Zack is a complex guy; defensive and unable to express positive emotion well. Because he grew up living from naval base to naval base, he learned to avoid connection with people. He isn't an unpleasant man, but someone who keeps his emotional distance. That changes when he meets a local factory worker named Paula (Winger). He sees her as someone who can occupy his time on weekend passes, but she is able to touch his heart and elicit a change in him. But, she is no pushover and is only able to handle Zack's standoffish behavior for so long.
The other accelerating factor to Zack's changes is Sgt. Foley, who promises his class, "I will use every means necessary, fair or unfair, to trip you up. To expose your weaknesses," Foley's professional standards are unrelenting and for good reason. His job is to ensure the right people are in the cockpits of the Navy's planes. Some members of the class clearly don't have what it takes. Others like Casey Seeger (Eilbacher), try their hardest but can't seem to get over the hump. Mayo can physically handle himself, but does he have the character to see things through? A lesser movie would make Foley the heavy, but he is written and acted intelligently and makes it clear to us why he has to do what he does. He maybe even feels for some of the candidates, but he must weed out the pretenders. Gossett won a well-deserved Best Supporting Actor Oscar as Foley and the best scenes in the movie involve his ever-evolving relationship with Mayo.
Another intriguing subplot involves Zack's friend and fellow candidate Sid (Keith), a gregarious Oklahoman who falls in love with Paula's friend Lynette (Blount), who is willing to trap him with a pregnancy scare to get him to marry her and take her away from her humdrum existence. Sid is deceived into thinking she loves him and he makes a decision which reveals the truth of their relationship and also its consequences. Winger received an Oscar nomination for her work. She is spirited, believes in Zack, and willing to risk losing him so he can find out who he is. Her chemistry with Gere is not the strongest, but maybe that is part of their characters. They approach either cautiously and with preconceived notions about the other, which are slowly broken down. Maybe a mite too slowly, but there is a powerful payoff.
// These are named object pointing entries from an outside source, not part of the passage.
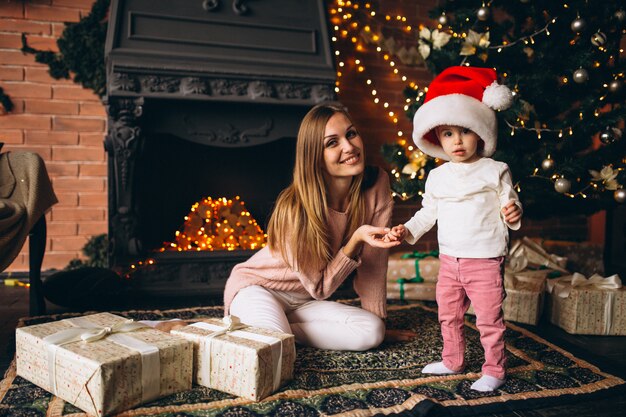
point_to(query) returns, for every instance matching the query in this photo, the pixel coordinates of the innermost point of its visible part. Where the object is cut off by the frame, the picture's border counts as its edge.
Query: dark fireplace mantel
(222, 74)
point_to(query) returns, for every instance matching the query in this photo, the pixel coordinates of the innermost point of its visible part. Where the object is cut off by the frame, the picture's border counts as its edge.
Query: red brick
(43, 151)
(92, 200)
(54, 138)
(81, 124)
(42, 43)
(92, 109)
(12, 8)
(92, 229)
(93, 170)
(92, 139)
(51, 107)
(80, 4)
(27, 90)
(76, 153)
(57, 29)
(26, 121)
(77, 214)
(62, 229)
(41, 75)
(18, 106)
(68, 243)
(11, 136)
(17, 58)
(24, 26)
(73, 92)
(66, 200)
(78, 184)
(51, 13)
(11, 73)
(62, 169)
(10, 41)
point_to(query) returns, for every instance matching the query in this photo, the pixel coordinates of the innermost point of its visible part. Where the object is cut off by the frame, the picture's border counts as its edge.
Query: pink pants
(479, 281)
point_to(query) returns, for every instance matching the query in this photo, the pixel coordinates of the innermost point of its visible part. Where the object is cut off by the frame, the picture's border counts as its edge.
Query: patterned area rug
(386, 380)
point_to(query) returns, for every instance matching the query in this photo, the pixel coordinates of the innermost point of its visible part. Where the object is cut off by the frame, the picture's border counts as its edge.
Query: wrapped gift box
(411, 291)
(594, 306)
(103, 363)
(524, 295)
(238, 359)
(418, 266)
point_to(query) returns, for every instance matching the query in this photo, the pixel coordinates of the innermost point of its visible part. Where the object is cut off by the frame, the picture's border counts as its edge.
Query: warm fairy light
(217, 224)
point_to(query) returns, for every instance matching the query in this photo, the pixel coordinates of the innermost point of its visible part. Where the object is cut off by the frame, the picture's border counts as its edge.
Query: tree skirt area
(386, 380)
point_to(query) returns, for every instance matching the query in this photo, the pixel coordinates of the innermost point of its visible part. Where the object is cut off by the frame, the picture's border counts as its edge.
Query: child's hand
(397, 233)
(512, 213)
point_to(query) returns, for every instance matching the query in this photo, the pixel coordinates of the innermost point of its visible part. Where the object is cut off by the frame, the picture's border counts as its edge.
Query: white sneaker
(438, 368)
(487, 383)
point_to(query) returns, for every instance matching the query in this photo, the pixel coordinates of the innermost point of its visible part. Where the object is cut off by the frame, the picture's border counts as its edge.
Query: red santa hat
(461, 96)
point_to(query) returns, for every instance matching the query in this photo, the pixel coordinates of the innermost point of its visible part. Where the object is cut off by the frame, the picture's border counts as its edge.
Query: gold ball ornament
(615, 86)
(598, 39)
(580, 76)
(483, 13)
(547, 164)
(610, 135)
(578, 25)
(562, 185)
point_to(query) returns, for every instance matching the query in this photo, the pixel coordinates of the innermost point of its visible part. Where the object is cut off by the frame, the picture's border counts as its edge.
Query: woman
(327, 223)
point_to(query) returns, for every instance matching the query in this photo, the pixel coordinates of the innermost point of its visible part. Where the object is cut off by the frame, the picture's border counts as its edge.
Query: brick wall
(59, 120)
(65, 124)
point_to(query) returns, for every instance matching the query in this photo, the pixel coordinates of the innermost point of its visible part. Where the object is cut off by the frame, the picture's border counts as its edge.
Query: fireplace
(204, 99)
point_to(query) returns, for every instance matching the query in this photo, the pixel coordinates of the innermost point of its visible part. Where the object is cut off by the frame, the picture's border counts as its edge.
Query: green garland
(81, 50)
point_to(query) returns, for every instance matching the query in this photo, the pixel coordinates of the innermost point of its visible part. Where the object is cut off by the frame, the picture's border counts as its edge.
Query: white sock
(487, 383)
(438, 368)
(153, 323)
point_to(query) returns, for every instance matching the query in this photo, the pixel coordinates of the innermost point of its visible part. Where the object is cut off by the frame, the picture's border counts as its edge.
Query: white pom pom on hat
(461, 96)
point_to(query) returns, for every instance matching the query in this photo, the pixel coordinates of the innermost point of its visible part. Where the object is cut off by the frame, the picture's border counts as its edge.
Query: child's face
(459, 143)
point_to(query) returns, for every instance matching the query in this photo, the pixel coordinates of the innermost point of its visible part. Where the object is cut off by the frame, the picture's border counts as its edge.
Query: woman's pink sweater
(268, 269)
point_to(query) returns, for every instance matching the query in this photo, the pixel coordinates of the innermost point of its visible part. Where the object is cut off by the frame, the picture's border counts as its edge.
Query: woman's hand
(371, 235)
(512, 213)
(399, 335)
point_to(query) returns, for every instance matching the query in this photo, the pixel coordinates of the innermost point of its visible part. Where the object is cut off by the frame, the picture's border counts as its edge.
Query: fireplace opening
(174, 173)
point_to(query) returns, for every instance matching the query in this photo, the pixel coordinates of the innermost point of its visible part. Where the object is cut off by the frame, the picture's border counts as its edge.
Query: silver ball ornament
(483, 13)
(580, 76)
(598, 39)
(547, 164)
(562, 185)
(615, 86)
(578, 25)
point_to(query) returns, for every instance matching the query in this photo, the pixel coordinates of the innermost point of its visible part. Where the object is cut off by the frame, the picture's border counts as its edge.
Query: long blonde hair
(298, 229)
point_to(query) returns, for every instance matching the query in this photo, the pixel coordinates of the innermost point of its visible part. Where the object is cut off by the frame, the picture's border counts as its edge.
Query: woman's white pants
(321, 324)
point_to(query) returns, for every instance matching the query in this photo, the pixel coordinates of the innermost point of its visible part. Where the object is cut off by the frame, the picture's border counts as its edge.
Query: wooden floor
(608, 353)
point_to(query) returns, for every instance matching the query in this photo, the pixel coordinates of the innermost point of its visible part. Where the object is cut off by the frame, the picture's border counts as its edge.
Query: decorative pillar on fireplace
(204, 98)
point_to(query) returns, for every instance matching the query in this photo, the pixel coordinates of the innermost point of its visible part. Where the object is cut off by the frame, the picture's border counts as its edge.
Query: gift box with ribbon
(413, 267)
(581, 305)
(232, 357)
(103, 363)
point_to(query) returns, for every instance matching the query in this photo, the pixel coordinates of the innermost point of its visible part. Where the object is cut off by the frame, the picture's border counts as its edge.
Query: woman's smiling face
(343, 148)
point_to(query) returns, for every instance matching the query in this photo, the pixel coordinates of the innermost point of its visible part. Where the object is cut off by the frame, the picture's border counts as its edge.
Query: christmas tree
(564, 62)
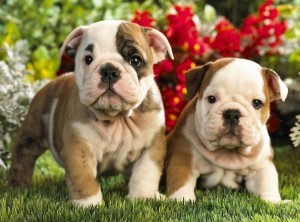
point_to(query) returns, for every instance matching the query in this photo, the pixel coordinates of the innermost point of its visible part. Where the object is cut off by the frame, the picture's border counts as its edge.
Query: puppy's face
(114, 63)
(233, 102)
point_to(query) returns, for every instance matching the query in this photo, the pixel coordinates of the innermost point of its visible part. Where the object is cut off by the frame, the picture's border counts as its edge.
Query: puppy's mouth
(111, 102)
(230, 138)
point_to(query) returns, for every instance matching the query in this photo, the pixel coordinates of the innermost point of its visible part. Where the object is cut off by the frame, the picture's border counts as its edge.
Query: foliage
(46, 23)
(15, 92)
(47, 199)
(295, 132)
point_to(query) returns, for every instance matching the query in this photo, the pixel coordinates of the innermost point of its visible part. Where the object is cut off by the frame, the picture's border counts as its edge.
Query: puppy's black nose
(110, 74)
(231, 117)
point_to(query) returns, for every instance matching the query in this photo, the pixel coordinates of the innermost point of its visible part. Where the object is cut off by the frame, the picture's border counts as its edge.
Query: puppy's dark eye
(257, 104)
(88, 59)
(211, 99)
(135, 61)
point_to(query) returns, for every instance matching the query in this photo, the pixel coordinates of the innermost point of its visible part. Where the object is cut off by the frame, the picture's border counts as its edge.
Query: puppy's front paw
(183, 196)
(151, 195)
(89, 201)
(272, 198)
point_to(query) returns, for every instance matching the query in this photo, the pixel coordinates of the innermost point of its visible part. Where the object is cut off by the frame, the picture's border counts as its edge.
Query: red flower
(142, 18)
(227, 39)
(181, 69)
(182, 28)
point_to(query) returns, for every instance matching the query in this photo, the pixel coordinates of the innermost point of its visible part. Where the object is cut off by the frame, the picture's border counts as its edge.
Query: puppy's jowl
(221, 135)
(106, 116)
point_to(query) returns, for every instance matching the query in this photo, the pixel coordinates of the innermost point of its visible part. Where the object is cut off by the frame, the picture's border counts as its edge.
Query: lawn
(47, 199)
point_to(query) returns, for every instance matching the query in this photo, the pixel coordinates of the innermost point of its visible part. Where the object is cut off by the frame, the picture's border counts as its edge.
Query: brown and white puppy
(106, 116)
(221, 135)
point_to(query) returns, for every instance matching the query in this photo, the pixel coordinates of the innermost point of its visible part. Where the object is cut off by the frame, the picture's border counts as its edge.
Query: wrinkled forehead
(115, 34)
(239, 76)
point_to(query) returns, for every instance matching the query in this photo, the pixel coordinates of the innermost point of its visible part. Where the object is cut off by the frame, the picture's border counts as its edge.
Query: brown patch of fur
(158, 148)
(79, 163)
(179, 157)
(131, 39)
(215, 66)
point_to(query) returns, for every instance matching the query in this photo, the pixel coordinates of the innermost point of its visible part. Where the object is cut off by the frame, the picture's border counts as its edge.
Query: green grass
(47, 199)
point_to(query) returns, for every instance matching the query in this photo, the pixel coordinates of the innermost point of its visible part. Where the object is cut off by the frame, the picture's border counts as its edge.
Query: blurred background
(266, 31)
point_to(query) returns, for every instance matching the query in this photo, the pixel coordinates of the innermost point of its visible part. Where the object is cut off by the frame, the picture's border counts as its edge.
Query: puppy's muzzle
(231, 117)
(109, 74)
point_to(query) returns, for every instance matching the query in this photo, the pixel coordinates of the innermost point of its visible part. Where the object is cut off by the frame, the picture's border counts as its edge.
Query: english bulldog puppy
(221, 135)
(107, 116)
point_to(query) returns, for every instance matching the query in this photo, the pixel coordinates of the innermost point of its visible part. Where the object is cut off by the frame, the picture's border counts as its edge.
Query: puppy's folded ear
(159, 44)
(194, 78)
(72, 42)
(277, 87)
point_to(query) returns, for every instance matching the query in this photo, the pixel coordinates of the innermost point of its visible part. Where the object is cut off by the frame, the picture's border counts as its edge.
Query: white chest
(119, 143)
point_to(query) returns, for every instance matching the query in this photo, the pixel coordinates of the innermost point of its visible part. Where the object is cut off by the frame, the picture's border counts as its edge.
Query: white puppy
(106, 116)
(221, 135)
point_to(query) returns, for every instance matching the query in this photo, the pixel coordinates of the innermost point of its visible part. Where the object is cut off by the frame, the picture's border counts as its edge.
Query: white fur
(123, 140)
(51, 131)
(145, 178)
(234, 86)
(90, 201)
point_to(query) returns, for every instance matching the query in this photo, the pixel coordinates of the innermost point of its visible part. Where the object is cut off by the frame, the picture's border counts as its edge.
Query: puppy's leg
(147, 170)
(181, 177)
(264, 182)
(81, 171)
(29, 145)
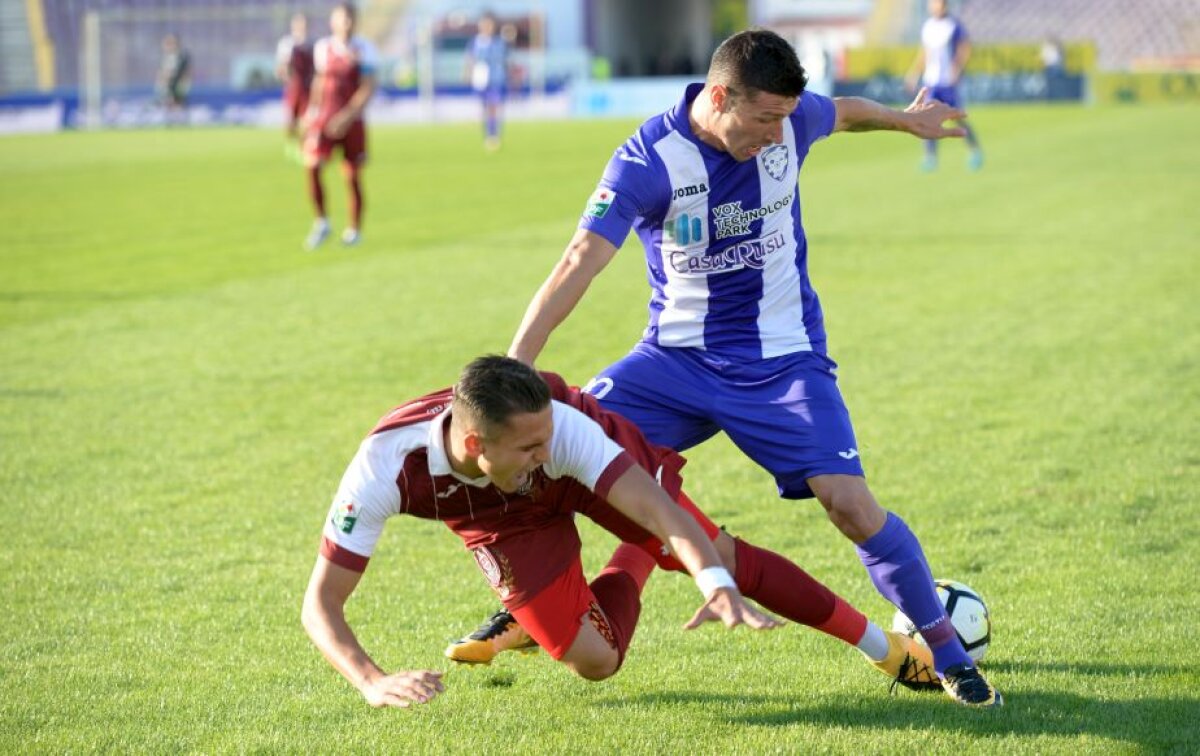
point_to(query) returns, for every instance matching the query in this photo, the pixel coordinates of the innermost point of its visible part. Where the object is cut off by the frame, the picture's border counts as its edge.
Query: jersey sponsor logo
(346, 514)
(690, 191)
(599, 203)
(732, 221)
(684, 229)
(774, 160)
(751, 253)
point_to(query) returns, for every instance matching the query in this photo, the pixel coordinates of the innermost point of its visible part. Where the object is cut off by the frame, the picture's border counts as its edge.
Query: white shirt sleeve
(366, 497)
(580, 448)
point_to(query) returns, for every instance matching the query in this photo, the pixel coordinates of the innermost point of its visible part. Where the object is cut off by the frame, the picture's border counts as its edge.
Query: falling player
(505, 460)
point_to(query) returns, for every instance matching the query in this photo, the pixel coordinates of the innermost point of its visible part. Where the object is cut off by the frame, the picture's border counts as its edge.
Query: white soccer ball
(969, 615)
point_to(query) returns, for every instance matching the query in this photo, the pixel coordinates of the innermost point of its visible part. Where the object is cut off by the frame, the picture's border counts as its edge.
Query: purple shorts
(785, 413)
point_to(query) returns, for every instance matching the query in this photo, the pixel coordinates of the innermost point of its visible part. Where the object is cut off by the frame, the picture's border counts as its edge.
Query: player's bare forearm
(924, 118)
(324, 621)
(586, 256)
(863, 114)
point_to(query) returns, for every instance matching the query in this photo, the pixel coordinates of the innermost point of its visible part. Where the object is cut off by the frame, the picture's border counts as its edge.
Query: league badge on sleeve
(599, 203)
(346, 514)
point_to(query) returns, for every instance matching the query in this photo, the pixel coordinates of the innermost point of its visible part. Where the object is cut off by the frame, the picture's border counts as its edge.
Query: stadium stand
(1123, 31)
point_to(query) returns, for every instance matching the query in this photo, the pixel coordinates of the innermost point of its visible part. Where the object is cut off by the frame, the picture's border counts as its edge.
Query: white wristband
(711, 579)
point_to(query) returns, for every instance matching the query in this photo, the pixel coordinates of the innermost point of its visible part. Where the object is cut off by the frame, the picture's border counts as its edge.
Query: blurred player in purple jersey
(941, 60)
(487, 67)
(736, 339)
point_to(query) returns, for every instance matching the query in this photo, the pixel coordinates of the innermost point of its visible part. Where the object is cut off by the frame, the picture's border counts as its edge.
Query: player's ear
(473, 442)
(719, 95)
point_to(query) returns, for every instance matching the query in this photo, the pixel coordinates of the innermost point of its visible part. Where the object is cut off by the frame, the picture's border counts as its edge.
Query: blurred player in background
(736, 340)
(940, 63)
(174, 78)
(294, 69)
(505, 460)
(487, 65)
(343, 82)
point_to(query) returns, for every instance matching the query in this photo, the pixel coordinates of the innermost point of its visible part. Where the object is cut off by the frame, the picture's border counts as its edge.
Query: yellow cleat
(909, 663)
(501, 633)
(969, 688)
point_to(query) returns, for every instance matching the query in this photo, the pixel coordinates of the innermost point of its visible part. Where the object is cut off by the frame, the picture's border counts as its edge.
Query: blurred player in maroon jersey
(342, 85)
(294, 67)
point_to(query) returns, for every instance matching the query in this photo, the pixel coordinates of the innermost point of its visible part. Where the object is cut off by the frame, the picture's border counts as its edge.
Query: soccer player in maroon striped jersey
(294, 67)
(342, 85)
(507, 459)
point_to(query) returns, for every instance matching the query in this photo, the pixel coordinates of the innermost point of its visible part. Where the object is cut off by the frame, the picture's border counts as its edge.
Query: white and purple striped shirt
(725, 251)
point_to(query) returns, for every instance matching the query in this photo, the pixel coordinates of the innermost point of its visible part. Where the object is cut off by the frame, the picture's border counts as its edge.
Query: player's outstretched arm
(640, 498)
(586, 256)
(924, 118)
(324, 619)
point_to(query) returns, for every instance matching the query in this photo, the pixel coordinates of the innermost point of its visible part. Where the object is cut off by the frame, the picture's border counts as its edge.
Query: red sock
(784, 588)
(316, 192)
(634, 561)
(355, 198)
(619, 597)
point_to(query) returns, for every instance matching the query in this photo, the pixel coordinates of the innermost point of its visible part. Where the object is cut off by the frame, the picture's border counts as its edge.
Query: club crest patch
(496, 574)
(346, 514)
(774, 160)
(599, 203)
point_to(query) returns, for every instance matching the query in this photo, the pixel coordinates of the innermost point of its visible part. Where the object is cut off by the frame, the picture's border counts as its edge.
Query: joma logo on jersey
(684, 229)
(731, 220)
(735, 257)
(690, 191)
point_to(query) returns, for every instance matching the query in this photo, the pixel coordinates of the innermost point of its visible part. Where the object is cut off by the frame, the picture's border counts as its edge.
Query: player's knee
(852, 509)
(597, 669)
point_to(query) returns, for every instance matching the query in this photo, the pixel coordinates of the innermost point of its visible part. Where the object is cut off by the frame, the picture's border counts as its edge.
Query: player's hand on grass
(927, 118)
(403, 689)
(727, 605)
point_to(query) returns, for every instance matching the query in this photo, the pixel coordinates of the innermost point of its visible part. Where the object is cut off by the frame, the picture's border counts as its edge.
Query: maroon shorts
(555, 615)
(318, 148)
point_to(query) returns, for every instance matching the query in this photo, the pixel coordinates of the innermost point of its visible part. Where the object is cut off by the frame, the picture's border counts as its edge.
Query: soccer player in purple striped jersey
(736, 340)
(941, 59)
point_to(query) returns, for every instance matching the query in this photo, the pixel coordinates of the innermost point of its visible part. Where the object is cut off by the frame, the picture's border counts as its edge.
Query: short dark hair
(493, 388)
(757, 60)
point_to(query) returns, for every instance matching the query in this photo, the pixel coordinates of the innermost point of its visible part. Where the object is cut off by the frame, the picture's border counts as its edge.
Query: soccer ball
(969, 615)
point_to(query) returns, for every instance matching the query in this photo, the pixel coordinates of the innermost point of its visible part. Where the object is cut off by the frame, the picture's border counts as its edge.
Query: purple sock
(899, 570)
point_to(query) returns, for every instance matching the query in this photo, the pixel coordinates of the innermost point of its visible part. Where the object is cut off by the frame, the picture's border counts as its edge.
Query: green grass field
(181, 388)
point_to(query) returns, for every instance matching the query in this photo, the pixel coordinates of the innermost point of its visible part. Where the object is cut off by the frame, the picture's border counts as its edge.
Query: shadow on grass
(1161, 724)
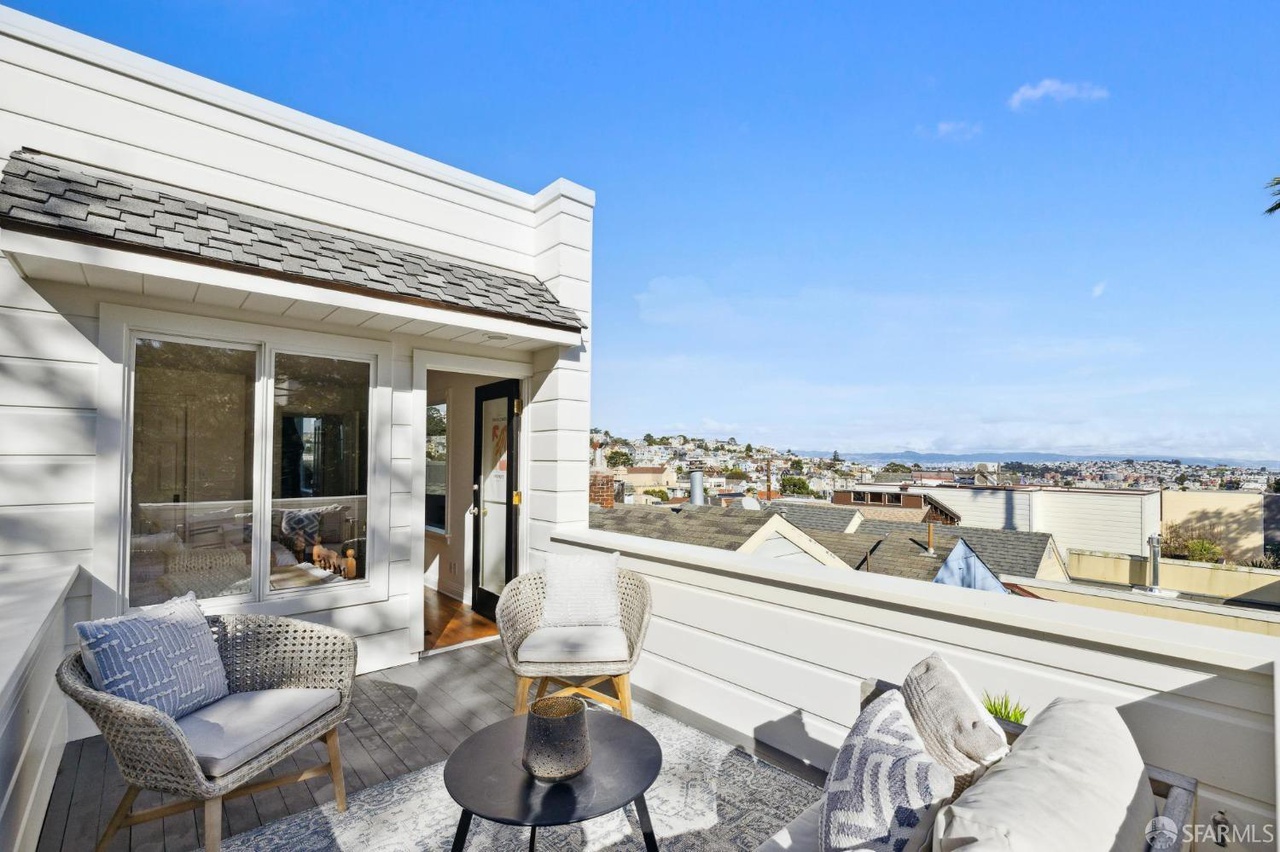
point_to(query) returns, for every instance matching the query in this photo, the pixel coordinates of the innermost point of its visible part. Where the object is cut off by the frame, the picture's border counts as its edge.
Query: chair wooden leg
(522, 686)
(118, 818)
(214, 824)
(622, 686)
(339, 786)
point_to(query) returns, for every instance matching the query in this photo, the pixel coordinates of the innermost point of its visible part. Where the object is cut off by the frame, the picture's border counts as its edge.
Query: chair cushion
(883, 789)
(161, 655)
(956, 729)
(228, 733)
(581, 589)
(575, 645)
(1091, 789)
(800, 836)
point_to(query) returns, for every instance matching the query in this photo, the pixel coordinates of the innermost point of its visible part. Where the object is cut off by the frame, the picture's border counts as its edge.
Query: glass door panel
(494, 509)
(192, 471)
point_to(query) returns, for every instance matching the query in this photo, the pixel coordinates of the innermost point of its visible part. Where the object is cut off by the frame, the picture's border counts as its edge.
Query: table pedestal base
(650, 842)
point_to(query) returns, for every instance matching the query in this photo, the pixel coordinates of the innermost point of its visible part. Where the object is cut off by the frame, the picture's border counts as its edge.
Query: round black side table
(485, 777)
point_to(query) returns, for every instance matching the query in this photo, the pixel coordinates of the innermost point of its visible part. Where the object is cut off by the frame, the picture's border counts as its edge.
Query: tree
(1203, 550)
(795, 485)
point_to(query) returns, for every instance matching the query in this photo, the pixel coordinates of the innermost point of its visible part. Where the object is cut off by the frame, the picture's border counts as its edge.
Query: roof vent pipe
(1155, 560)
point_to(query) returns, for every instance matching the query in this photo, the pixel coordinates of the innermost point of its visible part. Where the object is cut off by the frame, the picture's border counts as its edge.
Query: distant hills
(909, 457)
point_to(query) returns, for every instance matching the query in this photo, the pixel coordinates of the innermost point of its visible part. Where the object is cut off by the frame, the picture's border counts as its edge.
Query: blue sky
(956, 227)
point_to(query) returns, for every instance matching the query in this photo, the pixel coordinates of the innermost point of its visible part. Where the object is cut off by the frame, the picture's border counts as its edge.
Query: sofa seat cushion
(575, 645)
(803, 834)
(228, 733)
(1074, 782)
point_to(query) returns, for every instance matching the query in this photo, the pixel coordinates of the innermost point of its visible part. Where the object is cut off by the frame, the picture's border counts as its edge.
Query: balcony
(776, 662)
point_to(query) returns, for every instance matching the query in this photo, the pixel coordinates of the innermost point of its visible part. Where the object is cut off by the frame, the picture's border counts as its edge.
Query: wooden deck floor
(451, 622)
(401, 719)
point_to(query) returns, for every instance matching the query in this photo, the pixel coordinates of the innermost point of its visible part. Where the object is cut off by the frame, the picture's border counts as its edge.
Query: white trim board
(132, 270)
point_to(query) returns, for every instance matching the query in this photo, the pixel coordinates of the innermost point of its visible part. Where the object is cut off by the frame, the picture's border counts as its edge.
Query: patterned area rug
(709, 797)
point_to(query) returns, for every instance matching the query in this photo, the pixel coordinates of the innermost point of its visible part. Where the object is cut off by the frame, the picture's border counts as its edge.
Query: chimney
(696, 495)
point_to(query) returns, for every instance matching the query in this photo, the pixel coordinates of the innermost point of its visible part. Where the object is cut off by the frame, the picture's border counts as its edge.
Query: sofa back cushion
(1074, 782)
(161, 655)
(956, 728)
(883, 788)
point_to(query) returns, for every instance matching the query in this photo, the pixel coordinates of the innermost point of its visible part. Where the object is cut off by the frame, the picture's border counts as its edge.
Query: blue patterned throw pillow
(883, 789)
(161, 655)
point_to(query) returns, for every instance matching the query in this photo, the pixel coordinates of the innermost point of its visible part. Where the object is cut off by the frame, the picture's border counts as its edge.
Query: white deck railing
(780, 656)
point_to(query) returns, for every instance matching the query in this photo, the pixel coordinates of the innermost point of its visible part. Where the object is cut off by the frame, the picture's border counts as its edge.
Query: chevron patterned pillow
(883, 789)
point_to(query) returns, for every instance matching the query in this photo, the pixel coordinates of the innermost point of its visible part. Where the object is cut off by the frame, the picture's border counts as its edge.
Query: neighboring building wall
(1235, 520)
(1114, 521)
(1233, 618)
(602, 489)
(1230, 582)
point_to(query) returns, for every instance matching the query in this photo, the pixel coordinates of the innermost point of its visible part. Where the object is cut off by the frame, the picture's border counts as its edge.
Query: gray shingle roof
(814, 516)
(1005, 552)
(42, 193)
(705, 526)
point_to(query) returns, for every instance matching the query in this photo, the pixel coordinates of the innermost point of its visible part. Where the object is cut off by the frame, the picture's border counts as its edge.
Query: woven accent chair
(259, 653)
(520, 613)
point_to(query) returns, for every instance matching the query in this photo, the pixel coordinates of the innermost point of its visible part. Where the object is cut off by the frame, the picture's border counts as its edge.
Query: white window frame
(118, 328)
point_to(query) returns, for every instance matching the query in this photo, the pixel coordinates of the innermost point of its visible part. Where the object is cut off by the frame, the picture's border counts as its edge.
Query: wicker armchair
(520, 613)
(259, 653)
Richard Gere's best performances are those in which he is a slickster on the outside while hiding great emotional hurts underneath. At times, we sense Zack would rather die than expose his soft side. He learns to eventually reconcile this and it comes near the end, when he realizes that after graduating from basic training, he has no one there waiting to congratulate him. His body language says it all. This leads to the famed ending, in which we see Zack and Paula together and he smiles widely for the first time in the movie. It was a long journey for him to get to that smile, one which we were happy to witness.